Acaba de dejarnos un buen hombre. Uno de esos sencillos que no llenarán páginas de historia grande, pero dejan una historia pequeña sorprendente; en algún momento heroico y, en el cada día, normal. Nicasio se nos ha ido. Lo ha hecho sin ruido. Sus últimos años de vida encerrado en ese misterio de nuestro tiempo que venimos llamando Alzheimer. Años en los que pacientemente su familia fue poniendo texto a una melodía de silencios… ¿Qué siente? ¿De qué se da cuenta? ¿Sufre? Seguramente preguntas para las que él tenía respuestas pero por esa extraña razón, no podía dar.
Decía que se nos ha ido en silencio. ¡Se van tantos! Qué curioso, últimamente no podía ofrecer a los suyos más que la presencia y la constante ocupación de que no se despistase. Pero un marido, un padre, o un abuelo como él, siempre es necesario. Por eso los suyos y quienes lo conocimos, lo echamos de menos. Nicasio hace años que no era el mismo: ni su alegría, ni las conversaciones ruidosas, ni la cordialidad de otro tiempo… Pero nunca dejó de ser un buen hombre. Se había ganado el respeto de propios y extraños y no lo perdió cuando su vida se encerró en la ausencia de una mente que ya estaba en otra clave, en sintonía de eternidad.
Solía anunciar al entorno que había llegado la fiesta de Baltar: El Corazón de María. Subía al campanario y hacía su particular oración. Sones, repiques y piques, transmitían que estábamos de fiesta. La de siempre, la de todos los años, la de toda la vida. Su repicar de campana nos ayudaba a volver a otro tiempo, a muchos recuerdos pero, sobre todo, nos devolvía a una etapa de nuestra historia donde sencillamente habíamos gustado la bondad y la verdad. Es lo que tienen las fiestas populares y es lo que tiene la gente sencilla que, de vez en cuando, te devuelven a lo que no cambia y, de verdad, vale.
Los últimos años Nicasio había olvidado, incluso, por dónde se subía al campanario… pero nunca olvidó lo que significaba. Le ayudaba su nieto a encontrar el camino (quien, seguro, hoy piensa en los desvelos de su abuelo para que él encontrase, también, el camino de la vida…) y entonces, se producía el milagro. Ya en el campanario, las manos bien dispuestas y a componer melodía… La memoria, casi borrada, mantenía intacta la letra de su oración, esa música tan particular que recordó siempre al entorno que Dios hace camino con la gente y sus gentes; con las casas, el campo y el monte; con la playa y el cielo… Porque ese campanario de Baltar, es una parábola clara de que nuestro Dios está a gusto entre los sencillos, en la fiesta de la vida y el dolor del esfuerzo. Está a gusto con todos.
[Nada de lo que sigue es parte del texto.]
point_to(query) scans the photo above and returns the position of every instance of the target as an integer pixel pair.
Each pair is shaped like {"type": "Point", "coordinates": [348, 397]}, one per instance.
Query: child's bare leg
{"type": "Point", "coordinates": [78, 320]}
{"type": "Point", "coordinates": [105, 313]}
Hoy repican las campanas por Nicasio. Lo hacen lentamente. Y su sonido llega hasta el cielo porque ha llegado un buen hombre. Ayer cuando su hija me dijo «mi padre ha muerto», pensé en su oración, en el repique de campanas y di gracias porque, a su manera, Nicasio anunció a los demás la alegría de creer, la presencia de Dios en la familia, el gozo de estar juntos, la satisfacción de ser honrado… y además, sin palabras, sólo con el sonido metálico de las campanas de Baltar.
Es un misterio la cercanía de Dios; pero es una certeza que nos entiende siempre, sobre todo, cuando nuestra oración es algo tan bello y limpio como un repique de campanas. (D.E.P).